The basics of refinancing are the same
Whether it’s your first home or your mountain chalet or your third rental property, when it comes right down to it, all refinances usually hinge on the cost. If you’re doing a rate and term change, no matter what the property is used for, you need to make sure you’re saving enough money to make the refi cost-effective. And if you’re doing a cash-out refinance, you need to make sure the new terms are suitable.
“Borrowers should always ask the pertinent questions about how much is the cost of the refi, how much will it take to recoup the closing costs,” says Julienne Joseph, assistant director of government housing programs at Mortgage Bankers Association. “Take into consideration those things” and make sure the refinance will help you achieve your financial goals.
But there are some key differences
Even though the main goals of any refinance are the same, refinancing is more complicated if you own more than one property. Lenders consider non-primary residences to be riskier investments than a borrower’s main home, and investment properties are viewed as riskier still.
“With a primary residence, there’s less risk because the presumption is a borrower would make greater strides to preserve the roof that’s over their heads,” Joseph said. “If hardships were to happen, if there was a property they would allow to go into default, the primary residence is the one they’re least likely to do so.”
Many lenders have more stringent requirements for refinancing second homes and investment properties, and usually interest rates for those loans will be higher, too. You may need more equity to refinance second homes and investment properties than you would for a primary residence. You might also need to have more cash in reserve.
With a secondary real estate refinance, you should pay extra attention to the break-even timeline because higher interest rates mean it will take you longer to recoup your costs.
Some lenders might shy away
Mortgage lenders around the country are dealing with an unusually high volume of applications thanks to a hot housing market and the ongoing refinance boom driven by low rates. That’s letting some originators narrow the focus of their business temporarily. For example, some lenders could focus only on certain loans, like primary mortgages, and turn away all other kinds of applications. That can make it harder for second-home owners — and especially real estate investors — to find a firm to refinance with.
“A lot of mortgage people don’t want to get into investment property loans because there’s so much detail that has to be done to them and so many roadblocks that the market puts up to get them done,” said Nancy Viejo, Florida regional loan officer at Top Flite Financial in Panama City Beach, Florida. “If a person calls and says they have six properties and want to buy number seven, that’s the worst nightmare for me, because we have to have everything they own in the application.”
The same goes for refinancing, she said. The complexity of an application for a borrower with multiple properties can further block already-clogged financing pipelines, and that can make those loans less attractive for lenders.
Viejo said she still accepts applications from investors for refinances, but pointed out that there are extra regulations involved, and that those applications can be much more complicated. Fannie Mae and Freddie Mac limit the number of mortgages a single borrower can hold, she said, and the applicants will need more documentation, because every property will need to be accounted for.

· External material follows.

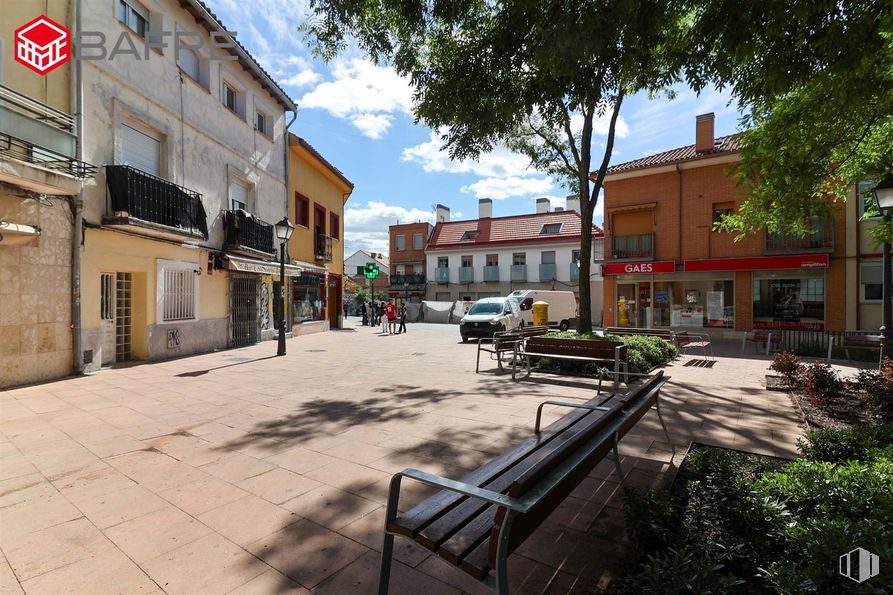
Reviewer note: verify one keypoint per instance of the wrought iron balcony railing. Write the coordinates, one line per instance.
(323, 247)
(242, 230)
(138, 195)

Once you find a lender, prepare for extra delays, especially if your application is going to be particularly complicated.
You should still shop around
As with any mortgage, it’s important to shop around.
It’s crucial to make sure you’re getting not only the best rate, but fair closing costs and a reputable loan originator.
Check out Bankrate’s guide to finding a mortgage lender for more information about how to undertake your search.
If you’re unsure where to begin, it’s probably best to start with your existing lender to see if they have any better offers than your current mortgage. After that, you can search for second home and investment property refinancing offers online, or consider reaching out to a mortgage broker if you’re having trouble finding a good deal on your own. Portfolio lenders may also be able to write your mortgage.
Now is a great time for many real estate owners to refinance their mortgages. It’s a little more complicated if you’re trying to refi a property that isn’t your primary residence, but that doesn’t mean you can’t benefit from historically low interest rates if you do your homework.
Shop around, find a mortgage that suits your needs and financial goals and crunch the numbers to make sure it really makes sense to go through the hassle of a refinance. If all those indicators point in your favor, you could realize long-term savings.